A gente fala: comer com os olhos. é verdade.  Os olhos vagabundos são aqueles que comem o que vêem.  E sentem prazer.  A Adélia diz que Deus a castiga de vez em quando, tirando-lhe a poesia.  Ela explica dizendo que fica sem poesia quando seus olhos, olhando para uma pedra, vêem uma pedra.  Na feira é possível ir com olhos poéticos e com olhos não poéticos.  Os olhos não poéticos vêem as coisas que serão comidas.  Olham para as cebolas e pensam em molhos.  Os olhos poéticos olham para as cebolas e pensam em outras coisas. Como o caso daquela paciente minha que, numa tarde igual a todas as outras, ao cortar uma cebola viu na cebola cortada coisas que nunca tinha visto.  A cebola cortada lhe apareceu, repentinamente, como o vitral redondo de catedral.  Pediu o meu auxílio.  Pensou que estava ficando louca.  Eu a tranqüilizei dizendo que o que ela pensava ser loucura nada mais era que um surto de poesia.  Para confirmar o meu diagnóstico lembrei-lhe o poema de Pablo Neruda "A Cebola", em que ele fala dela como "rosa d'água com escamas de cristal".  Depois de ler o poema do Neruda uma cebola nunca será a mesma coisa.  Ando assim pela feira poetizando, vendo nas coisas que estão expostas nas bancas realidades assombrosas, incompreensíveis, maravilhosas.  Pessoas há que, para terem experiências místicas, fazem longas peregrinações para lugares onde, segundo relatos de outros, algum anjo ou ser do outro mundo apareceu. Quando quero ter experiências místicas eu vou à feira. Cebolas, tomates, pimentões, uvas, caquis e bananas me assombram mais que anjos azuis e espíritos luminosos.  Entidades encantadas.  Seres de um outro mundo.  Interrompem a mesmice do meu cotidiano.

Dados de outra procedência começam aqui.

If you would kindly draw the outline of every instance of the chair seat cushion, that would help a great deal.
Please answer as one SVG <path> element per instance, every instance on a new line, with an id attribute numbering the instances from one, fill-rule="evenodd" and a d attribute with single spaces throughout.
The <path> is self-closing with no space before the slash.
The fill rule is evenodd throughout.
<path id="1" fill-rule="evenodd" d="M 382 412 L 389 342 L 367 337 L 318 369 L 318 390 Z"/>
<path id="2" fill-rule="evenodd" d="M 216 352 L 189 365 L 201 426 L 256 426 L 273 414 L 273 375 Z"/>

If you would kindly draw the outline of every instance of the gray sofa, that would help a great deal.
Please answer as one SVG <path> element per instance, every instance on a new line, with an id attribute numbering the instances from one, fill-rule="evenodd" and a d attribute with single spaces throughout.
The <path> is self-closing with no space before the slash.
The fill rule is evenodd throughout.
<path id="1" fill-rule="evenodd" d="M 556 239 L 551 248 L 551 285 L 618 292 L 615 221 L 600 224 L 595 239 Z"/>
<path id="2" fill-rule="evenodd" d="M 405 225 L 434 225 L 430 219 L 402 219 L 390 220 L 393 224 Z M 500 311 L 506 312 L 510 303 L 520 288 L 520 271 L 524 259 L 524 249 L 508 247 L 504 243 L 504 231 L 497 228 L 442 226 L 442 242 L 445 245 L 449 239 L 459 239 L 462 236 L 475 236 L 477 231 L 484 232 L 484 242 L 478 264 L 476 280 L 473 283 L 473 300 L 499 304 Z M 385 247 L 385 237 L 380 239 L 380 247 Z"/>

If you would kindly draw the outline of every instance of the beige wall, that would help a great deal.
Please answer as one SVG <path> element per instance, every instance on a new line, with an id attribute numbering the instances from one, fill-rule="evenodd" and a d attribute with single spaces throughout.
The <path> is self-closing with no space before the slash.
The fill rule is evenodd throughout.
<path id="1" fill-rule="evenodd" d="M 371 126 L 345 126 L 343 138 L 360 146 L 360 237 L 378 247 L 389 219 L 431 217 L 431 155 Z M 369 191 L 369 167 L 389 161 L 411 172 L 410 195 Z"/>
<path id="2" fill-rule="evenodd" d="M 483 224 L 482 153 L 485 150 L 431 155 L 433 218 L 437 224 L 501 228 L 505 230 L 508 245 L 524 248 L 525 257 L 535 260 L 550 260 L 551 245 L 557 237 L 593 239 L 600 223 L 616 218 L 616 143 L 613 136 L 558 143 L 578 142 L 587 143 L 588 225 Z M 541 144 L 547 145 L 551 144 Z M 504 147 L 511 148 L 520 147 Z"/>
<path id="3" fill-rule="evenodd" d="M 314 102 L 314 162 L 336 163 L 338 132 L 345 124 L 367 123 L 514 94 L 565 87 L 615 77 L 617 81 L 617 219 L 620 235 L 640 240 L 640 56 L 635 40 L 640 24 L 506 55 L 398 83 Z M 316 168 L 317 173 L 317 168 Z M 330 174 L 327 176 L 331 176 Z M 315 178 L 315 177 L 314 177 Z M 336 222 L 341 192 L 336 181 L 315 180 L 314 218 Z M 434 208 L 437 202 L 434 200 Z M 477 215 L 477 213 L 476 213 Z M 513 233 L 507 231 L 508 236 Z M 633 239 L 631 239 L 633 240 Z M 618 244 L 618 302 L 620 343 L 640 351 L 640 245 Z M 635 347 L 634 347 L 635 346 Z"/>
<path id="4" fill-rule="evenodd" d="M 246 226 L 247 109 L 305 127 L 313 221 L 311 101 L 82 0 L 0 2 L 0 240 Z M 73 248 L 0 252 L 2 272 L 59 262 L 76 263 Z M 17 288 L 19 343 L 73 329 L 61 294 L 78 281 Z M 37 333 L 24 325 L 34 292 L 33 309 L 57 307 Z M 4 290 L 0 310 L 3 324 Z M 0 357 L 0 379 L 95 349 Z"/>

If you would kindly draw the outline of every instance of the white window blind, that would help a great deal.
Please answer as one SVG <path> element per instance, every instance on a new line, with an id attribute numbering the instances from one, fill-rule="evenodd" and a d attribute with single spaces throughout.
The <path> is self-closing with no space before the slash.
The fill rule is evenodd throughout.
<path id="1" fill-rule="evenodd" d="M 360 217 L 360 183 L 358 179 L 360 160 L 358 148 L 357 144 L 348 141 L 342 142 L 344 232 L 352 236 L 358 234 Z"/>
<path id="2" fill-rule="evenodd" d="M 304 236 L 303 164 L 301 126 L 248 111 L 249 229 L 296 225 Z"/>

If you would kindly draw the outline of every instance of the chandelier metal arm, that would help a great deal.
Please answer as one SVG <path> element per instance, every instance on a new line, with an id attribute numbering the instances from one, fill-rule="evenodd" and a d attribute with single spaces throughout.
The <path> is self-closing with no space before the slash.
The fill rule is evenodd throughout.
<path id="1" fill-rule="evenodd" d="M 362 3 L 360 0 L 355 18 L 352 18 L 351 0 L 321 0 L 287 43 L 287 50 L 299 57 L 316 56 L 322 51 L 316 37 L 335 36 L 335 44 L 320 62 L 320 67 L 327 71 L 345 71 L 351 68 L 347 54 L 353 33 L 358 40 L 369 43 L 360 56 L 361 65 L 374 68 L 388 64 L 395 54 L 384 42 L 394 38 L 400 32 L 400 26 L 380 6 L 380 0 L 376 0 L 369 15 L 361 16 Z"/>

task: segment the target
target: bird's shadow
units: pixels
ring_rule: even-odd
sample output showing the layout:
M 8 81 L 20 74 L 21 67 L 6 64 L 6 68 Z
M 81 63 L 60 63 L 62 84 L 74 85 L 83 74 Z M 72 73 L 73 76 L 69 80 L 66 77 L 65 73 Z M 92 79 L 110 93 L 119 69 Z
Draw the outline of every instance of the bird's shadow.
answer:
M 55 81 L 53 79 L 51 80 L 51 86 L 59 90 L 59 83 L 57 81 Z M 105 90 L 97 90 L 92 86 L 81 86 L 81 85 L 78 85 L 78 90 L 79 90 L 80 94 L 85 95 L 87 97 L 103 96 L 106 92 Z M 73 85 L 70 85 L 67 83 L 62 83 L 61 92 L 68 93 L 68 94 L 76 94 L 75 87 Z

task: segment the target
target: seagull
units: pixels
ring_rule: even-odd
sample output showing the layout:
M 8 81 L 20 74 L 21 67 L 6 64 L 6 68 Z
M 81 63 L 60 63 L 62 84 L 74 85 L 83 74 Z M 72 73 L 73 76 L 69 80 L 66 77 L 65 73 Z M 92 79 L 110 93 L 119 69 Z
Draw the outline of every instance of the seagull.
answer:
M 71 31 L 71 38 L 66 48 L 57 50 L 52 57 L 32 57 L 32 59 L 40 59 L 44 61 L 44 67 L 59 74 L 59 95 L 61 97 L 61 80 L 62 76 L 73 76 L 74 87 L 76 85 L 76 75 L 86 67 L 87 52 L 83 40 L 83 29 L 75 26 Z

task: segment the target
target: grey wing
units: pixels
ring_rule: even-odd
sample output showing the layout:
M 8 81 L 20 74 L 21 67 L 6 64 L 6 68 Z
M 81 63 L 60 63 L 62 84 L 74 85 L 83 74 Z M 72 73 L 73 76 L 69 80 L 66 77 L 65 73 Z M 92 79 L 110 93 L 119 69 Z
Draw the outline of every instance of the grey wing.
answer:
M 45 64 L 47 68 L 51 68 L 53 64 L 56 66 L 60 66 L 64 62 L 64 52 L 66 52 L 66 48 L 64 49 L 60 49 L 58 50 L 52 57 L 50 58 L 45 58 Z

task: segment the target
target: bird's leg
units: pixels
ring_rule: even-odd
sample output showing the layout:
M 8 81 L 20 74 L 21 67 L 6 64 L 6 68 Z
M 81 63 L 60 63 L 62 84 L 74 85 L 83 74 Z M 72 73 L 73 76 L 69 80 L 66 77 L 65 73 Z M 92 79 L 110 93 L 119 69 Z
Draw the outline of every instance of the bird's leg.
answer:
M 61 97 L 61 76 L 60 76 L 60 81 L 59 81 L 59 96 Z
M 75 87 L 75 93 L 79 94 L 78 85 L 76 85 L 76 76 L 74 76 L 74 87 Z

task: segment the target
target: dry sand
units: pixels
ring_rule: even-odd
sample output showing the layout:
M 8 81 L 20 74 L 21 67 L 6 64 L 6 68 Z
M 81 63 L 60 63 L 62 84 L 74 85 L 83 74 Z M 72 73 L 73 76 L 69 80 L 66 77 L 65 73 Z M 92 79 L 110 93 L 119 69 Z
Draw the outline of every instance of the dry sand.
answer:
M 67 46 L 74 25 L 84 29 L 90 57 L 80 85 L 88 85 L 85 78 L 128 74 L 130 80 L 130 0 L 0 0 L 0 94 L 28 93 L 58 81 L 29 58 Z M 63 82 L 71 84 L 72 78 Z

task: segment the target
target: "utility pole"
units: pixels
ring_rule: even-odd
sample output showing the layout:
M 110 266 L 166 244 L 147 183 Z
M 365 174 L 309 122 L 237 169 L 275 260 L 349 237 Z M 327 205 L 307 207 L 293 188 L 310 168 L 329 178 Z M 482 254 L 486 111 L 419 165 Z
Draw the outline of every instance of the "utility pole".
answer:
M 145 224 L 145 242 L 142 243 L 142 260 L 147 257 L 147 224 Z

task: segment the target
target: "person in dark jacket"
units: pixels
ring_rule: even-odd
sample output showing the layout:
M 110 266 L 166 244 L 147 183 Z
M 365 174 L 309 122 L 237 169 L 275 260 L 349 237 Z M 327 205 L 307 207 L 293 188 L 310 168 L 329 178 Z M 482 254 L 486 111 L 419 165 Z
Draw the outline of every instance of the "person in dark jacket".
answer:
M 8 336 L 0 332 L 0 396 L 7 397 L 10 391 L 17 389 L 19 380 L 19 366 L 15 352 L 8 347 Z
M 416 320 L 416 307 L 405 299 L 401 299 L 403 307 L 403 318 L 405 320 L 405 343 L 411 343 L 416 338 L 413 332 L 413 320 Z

Pimentões, brilhantes, lisos, vermelhos, amarelos e verdes.  Ainda hei de decorar uma árvore de Natal com pimentões. Nabos brancos, redondos, outros obscenamente compridos.  Lembro-me de uma crônica da querida e inspirada Hilda Hilst que escandalizou os delicados: ela ia pela feira poetizando eroticamente sobre nabos e pepinos.  Escandalizou porque ela disse o que todo mundo pensa mas não tem coragem de dizer.  Roxas berinjelas, cenouras amarelas, tomates redondos e vermelhos, morangas gomosas, salsinhas repicadas a tesourinha, cebolinhas, canudos ocos, bananas compridas e amarelas, caquis redondos e carnudos (sobre eles o Heládio Brito escreveu um poema tão gostoso quanto eles mesmos), mamões, úteros grávidos por dentro, laranjas alaranjadas (um gomo de laranja é um assombro, o suco guardado em milhares de garrafinhas transparentes), cocos duros e sisudos, pêssegos, perfume de jasmim do imperador, cachos de uvas, delicadas obras de arte, morangos vermelhos, frutinhas que se comem à beira do abismo...  Minha caminhada me leva dos vegetais às carnes: lingüiças, costelas defumadas, carne de sol, galinhas, codornizes, bacalhau, peixes de todos os tipos, camarões, lagostas.  Os vegetarianos estremecem. Compreendo, porque na alma eu também sou vegetariano.  Fosse eu rei decretaria que no meu reino nenhum bicho seria morto para nosso prazer gastronômico.  Mas rei não sou.  Os bichos já foram mortos contra a minha vontade.  Nada posso fazer para trazê-los de volta à vida.  Assim, dou-lhes minha maior prova de amor: transformo-os em deleite culinário para que continuem a viver no meu corpo. 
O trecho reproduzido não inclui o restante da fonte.